Astrobiotic is competing for the Google Lunar X prize, a $20-million boon that will go to the first company to land a payload on the lunar surface that can travel at least 1,640 feet and also transmit high-definition images back to Earth. To build a spacecraft like that and buy a spot on a launch vehicle, Astrobiotic needs sponsors, and that’s where Otsuka comes in.
Otsuka is providing Astrobiotic with funding in the vicinity of half a million dollars in exchange for a very specific delivery: the can filled with a powdered version of its popular Pocari Sweat sports drink. The “children’s wishes” come in the form of letters sent to the company, which were etched on silver disks and transported with the can. Otsuka says it hopes the can on the Moon will be like a prize for children, that they’ll all want to be astronauts and be the first to crack open the can of Moon-drink.
This isn’t the first time the Moon has (or will be, in this case) used in advertising. We see marketing using astronaut and lunar imagery pretty often. There’s the Goodyear tire commercial that uses footage of Apollo 16 astronauts driving the lunar rover, the Bridgestone commercial showing astronauts offroading on the Moon, and the Axe “Nothing Beats an Astronaut” ads. There’s even a company interested in “shadow shaping” the surface of the Moon, moving the regolith around such that at certain times of the lunar day, a giant advertisement can be seen from Earth.
But using the Moon as a place to essentially leave trash for the sake of advertising is something different, especially since this isn’t going to be a megacan than we will see from Earth.
Image: Lunar Dream
Of course, there is a fair bit of trash already on the Moon.

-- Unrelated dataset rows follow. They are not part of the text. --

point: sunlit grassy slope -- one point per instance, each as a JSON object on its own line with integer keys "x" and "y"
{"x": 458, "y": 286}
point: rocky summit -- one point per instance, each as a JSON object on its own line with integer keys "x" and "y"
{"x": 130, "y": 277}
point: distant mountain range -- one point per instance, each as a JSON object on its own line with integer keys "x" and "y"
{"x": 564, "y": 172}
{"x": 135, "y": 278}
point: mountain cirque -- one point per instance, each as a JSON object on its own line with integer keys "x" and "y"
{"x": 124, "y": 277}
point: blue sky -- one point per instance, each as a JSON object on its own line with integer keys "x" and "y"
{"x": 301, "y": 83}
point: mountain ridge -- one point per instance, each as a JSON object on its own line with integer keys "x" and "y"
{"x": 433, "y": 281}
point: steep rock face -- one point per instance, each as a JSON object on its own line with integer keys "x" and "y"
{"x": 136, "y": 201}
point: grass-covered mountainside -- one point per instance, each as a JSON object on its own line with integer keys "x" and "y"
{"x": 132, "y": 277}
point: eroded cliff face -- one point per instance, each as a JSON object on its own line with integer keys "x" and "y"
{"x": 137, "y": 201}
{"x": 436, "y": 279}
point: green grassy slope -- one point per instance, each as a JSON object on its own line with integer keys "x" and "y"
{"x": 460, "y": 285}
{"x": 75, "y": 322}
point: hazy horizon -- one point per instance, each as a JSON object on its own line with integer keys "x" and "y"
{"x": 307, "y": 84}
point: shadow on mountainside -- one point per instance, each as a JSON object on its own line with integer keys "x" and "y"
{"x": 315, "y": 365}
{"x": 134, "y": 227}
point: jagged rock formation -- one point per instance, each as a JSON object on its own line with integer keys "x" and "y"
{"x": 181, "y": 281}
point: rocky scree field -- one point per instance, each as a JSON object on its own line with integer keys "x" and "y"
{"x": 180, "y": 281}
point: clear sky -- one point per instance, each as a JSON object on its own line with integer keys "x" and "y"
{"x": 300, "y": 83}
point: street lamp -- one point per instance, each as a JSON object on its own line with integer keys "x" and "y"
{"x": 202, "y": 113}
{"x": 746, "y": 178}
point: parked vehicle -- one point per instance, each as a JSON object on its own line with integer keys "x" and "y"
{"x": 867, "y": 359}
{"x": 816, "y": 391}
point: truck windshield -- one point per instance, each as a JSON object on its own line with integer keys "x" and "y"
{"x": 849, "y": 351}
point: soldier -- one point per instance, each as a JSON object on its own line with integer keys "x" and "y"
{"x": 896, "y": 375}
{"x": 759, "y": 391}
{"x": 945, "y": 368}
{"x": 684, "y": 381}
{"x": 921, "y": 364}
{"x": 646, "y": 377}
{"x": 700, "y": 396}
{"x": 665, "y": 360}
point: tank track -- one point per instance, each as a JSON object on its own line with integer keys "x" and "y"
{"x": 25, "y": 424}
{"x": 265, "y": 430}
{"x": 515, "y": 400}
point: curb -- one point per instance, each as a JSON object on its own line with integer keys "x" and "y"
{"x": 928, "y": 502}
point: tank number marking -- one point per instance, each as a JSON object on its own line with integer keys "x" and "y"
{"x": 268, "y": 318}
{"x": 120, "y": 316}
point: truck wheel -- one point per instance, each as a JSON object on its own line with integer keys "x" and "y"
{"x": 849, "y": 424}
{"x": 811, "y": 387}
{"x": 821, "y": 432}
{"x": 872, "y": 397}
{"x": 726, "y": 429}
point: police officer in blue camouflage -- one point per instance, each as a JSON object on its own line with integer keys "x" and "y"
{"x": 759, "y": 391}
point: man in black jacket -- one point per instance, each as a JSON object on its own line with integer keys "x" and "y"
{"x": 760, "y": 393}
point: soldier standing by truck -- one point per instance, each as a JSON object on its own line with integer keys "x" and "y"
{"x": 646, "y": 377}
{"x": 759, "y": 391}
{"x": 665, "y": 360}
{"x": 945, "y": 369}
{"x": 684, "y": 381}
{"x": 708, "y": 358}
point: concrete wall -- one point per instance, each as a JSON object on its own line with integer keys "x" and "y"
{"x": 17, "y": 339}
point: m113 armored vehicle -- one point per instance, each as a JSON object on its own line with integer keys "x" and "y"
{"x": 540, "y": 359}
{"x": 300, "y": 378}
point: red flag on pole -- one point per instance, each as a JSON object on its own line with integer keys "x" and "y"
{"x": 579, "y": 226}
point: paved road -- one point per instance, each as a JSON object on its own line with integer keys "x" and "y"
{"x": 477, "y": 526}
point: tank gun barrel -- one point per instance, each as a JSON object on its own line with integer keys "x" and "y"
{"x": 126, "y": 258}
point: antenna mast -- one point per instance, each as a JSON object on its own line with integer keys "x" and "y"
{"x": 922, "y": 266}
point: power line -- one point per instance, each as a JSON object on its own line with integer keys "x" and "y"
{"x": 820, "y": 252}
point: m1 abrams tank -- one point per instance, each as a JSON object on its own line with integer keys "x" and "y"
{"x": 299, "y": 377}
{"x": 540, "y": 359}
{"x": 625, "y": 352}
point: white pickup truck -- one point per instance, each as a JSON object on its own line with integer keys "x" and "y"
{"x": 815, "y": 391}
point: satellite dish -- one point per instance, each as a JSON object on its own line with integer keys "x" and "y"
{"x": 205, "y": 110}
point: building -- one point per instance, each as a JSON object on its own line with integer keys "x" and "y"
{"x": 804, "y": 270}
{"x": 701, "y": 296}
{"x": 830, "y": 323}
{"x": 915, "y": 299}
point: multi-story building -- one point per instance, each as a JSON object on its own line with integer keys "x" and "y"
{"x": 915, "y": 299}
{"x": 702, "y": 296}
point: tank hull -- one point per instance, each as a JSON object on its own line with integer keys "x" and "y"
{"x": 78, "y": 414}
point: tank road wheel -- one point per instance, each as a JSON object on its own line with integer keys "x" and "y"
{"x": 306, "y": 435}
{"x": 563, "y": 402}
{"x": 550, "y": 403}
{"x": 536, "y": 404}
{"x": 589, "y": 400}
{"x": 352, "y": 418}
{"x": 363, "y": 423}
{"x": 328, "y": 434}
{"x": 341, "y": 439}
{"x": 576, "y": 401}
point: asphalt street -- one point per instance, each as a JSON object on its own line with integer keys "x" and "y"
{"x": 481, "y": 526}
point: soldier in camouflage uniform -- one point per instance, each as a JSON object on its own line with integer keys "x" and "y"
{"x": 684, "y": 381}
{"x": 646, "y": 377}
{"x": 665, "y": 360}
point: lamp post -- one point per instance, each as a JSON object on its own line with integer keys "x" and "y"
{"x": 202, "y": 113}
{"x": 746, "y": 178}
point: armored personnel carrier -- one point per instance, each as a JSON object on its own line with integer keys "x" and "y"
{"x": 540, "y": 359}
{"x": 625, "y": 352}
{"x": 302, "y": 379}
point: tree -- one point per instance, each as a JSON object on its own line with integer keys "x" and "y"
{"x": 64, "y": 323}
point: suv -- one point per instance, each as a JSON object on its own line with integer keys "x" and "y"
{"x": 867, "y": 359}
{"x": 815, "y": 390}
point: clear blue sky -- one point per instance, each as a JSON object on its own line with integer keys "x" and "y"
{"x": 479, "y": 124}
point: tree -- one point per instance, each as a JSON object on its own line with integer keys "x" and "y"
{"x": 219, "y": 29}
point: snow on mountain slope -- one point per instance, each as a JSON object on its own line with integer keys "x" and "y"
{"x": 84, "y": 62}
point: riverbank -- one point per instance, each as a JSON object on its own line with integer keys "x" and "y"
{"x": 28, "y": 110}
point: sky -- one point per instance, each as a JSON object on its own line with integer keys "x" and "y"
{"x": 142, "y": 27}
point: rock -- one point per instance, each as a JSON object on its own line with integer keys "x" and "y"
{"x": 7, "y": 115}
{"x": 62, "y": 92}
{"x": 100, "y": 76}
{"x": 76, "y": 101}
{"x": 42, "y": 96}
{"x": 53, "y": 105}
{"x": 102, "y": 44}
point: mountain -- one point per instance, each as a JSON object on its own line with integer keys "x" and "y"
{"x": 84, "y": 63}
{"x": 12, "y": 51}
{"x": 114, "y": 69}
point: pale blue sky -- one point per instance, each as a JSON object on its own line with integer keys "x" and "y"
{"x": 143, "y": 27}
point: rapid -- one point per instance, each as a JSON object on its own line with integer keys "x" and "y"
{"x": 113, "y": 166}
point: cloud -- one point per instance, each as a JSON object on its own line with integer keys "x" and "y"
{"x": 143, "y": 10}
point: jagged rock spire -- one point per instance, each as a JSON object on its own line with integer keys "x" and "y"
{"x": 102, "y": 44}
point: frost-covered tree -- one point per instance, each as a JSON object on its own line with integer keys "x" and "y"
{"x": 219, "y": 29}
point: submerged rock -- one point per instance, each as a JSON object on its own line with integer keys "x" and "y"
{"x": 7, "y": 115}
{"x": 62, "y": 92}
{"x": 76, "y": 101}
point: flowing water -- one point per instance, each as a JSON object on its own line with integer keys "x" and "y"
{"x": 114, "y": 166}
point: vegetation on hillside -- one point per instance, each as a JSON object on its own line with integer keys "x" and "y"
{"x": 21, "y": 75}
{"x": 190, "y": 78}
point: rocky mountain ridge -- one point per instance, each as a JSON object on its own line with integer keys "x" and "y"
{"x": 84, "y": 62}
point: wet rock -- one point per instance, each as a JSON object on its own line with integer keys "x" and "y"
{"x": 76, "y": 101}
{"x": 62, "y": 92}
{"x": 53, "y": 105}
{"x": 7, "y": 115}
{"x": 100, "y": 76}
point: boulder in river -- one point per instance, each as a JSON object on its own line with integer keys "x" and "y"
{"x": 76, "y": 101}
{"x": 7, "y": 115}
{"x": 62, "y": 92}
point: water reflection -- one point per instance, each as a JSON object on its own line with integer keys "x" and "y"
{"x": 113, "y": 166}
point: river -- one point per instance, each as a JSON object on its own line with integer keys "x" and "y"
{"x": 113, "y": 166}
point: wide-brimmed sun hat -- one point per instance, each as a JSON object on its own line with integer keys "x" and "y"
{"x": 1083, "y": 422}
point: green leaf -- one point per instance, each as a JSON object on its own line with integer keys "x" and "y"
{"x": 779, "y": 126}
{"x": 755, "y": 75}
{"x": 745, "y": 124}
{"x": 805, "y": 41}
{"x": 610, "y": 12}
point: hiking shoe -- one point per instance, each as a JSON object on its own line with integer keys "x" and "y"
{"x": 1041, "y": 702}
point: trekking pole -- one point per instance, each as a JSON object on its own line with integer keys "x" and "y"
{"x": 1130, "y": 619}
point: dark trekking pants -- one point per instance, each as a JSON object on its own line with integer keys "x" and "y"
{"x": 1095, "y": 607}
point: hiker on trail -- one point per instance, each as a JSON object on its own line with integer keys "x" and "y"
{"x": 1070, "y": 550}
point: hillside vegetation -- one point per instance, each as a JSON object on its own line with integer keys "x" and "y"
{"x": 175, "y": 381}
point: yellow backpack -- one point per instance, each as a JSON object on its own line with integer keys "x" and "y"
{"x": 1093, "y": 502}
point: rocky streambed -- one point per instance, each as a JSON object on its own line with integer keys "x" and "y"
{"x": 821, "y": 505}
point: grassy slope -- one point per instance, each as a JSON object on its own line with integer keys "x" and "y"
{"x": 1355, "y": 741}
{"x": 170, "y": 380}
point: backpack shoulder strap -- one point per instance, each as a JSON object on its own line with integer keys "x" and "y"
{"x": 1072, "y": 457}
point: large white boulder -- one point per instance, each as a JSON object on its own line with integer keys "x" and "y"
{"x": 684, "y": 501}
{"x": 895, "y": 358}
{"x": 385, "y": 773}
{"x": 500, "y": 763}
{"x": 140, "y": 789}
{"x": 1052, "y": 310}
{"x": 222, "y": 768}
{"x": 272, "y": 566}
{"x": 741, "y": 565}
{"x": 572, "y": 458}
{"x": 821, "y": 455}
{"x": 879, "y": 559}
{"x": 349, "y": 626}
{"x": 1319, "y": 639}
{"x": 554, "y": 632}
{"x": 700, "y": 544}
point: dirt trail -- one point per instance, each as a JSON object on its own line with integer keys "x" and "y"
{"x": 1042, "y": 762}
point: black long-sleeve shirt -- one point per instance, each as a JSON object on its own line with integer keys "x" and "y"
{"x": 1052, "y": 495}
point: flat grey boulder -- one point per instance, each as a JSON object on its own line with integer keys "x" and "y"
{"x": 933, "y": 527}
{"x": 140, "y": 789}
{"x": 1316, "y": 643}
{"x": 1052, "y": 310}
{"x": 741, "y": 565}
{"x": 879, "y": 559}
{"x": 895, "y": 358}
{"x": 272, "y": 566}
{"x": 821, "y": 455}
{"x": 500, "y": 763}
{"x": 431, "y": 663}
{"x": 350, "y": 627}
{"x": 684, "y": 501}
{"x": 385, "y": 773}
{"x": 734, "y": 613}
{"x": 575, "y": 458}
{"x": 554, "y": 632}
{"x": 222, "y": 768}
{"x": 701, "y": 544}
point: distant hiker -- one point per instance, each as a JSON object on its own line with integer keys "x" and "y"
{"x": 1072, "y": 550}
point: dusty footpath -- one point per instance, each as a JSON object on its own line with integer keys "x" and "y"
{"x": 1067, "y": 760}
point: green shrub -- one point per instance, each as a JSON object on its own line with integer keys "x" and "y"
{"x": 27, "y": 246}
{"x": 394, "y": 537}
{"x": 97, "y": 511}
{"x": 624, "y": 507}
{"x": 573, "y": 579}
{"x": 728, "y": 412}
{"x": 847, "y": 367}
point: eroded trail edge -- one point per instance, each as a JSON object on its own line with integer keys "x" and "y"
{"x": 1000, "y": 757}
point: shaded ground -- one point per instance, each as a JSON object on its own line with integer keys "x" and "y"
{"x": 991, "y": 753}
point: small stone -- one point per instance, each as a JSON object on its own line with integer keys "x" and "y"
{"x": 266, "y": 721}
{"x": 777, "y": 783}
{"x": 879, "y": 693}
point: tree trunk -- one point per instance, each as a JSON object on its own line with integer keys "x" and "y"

In addition to the dead spacecraft, lunar module descent stags, and crashed rocket stages, there’s a lot of junk up there. Weight was a constant issue on Apollo missions, and when astronauts left the lunar surface with Moon rocks in tow, they had to get rid of material that they didn’t need for the return trip home.
Neil Armstrong’s boots are still up there, as are a fair few fecal containment bags and bags of garbage that the crew couldn’t bring home. There are also mementos like C. C. William’s astronaut wings and a photograph of Charlie Duke’s family.
The difference between the debris left at the Apollo landing site and sending a can of powdered sports drink to the Moon is that the former is a part of our human history and the latter is a stunt. And in recent years, steps have been taken to preserve the junk at the Apollo landing sites. The Apollo Lunar Landing Legacy Act seeks to preserve the Apollo sites just as they are for future generations. Preserving these sites will serve to preserve the public’s understanding of just how the Apollo missions worked, and what man’s first steps off the Earth really looked like.
The other sticking point for using the Moon as an ad space is rooted in the Moon Agreement, which was adopted by the General Assembly in 1979. Building off the Outer Space Treaty, the Moon Agreement stipulates that all bodies be used for peaceful purposes, that their environments be left undisrupted, and that their environments and resources belong jointly to all mankind.
Whether a can of powdered sports drink violates the Moon Agreement is sort of unclear, though it does seem like a questionable use of the Moon’s landscape. The Astrobiotic mission isn't slated to launch until 2015, so we’ll have to wait and see what cargo it does carry up to and leave on the lunar surface.